Alzheimer's Society has previously stated that it supports involving animals in medical research, and that it considers animal research has contributed to advances in vaccination, drugs, surgical techniques and better understanding of the biology of diseases and medical conditions including Alzheimer's disease and dementia. However, it also noted the ethical concerns involved, and stated that animals should be used in restricted circumstances, that any animals used for research should be treated humanely, and that alternative techniques should be employed where possible.

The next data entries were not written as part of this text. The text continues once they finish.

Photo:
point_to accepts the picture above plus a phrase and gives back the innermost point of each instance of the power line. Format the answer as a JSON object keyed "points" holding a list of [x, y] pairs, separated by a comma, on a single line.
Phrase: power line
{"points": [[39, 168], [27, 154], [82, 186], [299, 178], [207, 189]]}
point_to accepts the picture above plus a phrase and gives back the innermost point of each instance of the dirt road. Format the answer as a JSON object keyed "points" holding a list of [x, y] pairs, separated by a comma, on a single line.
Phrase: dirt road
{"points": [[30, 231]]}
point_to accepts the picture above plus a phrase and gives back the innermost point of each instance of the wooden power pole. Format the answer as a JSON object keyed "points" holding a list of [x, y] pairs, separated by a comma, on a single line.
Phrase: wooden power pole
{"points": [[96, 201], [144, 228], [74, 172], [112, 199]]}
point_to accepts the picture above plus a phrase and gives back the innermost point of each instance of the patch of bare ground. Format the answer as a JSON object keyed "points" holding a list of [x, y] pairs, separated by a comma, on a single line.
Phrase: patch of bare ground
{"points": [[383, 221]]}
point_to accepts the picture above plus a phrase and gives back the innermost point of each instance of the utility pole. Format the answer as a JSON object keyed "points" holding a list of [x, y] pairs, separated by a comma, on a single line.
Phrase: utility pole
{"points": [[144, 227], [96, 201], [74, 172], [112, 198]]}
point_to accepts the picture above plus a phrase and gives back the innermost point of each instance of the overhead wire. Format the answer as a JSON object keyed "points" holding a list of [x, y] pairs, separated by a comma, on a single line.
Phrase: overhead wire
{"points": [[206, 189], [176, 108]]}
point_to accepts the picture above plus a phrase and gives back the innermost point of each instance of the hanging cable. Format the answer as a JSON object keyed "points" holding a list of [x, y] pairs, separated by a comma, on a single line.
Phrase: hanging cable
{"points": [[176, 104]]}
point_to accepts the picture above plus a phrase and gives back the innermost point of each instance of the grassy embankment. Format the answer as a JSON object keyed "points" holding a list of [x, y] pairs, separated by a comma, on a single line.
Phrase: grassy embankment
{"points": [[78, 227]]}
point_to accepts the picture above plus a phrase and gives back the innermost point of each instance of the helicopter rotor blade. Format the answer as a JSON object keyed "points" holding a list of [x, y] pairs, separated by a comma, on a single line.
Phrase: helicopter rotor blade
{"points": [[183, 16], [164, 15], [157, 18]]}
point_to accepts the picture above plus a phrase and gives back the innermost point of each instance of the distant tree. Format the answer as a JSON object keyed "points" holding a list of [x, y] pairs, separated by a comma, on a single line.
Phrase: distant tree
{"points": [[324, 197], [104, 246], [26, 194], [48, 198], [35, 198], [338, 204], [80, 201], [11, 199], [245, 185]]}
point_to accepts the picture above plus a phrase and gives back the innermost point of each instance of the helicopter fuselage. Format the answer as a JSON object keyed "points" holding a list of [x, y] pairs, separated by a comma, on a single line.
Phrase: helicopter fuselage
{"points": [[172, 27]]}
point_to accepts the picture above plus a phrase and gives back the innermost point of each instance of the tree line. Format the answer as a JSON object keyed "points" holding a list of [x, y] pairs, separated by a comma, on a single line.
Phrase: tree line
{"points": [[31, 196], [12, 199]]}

=== Local branch closures ===
The society drew criticisms of becoming too centralised and was subject to protests from members following its announcement to close all of its 240 local branches in 2010, restructuring them into 49 regional centres. An investigation led by Alan Fowler, former chair of the society's Winchester branch, claimed the society misled branch committees during the process and failed to meaningfully consult them.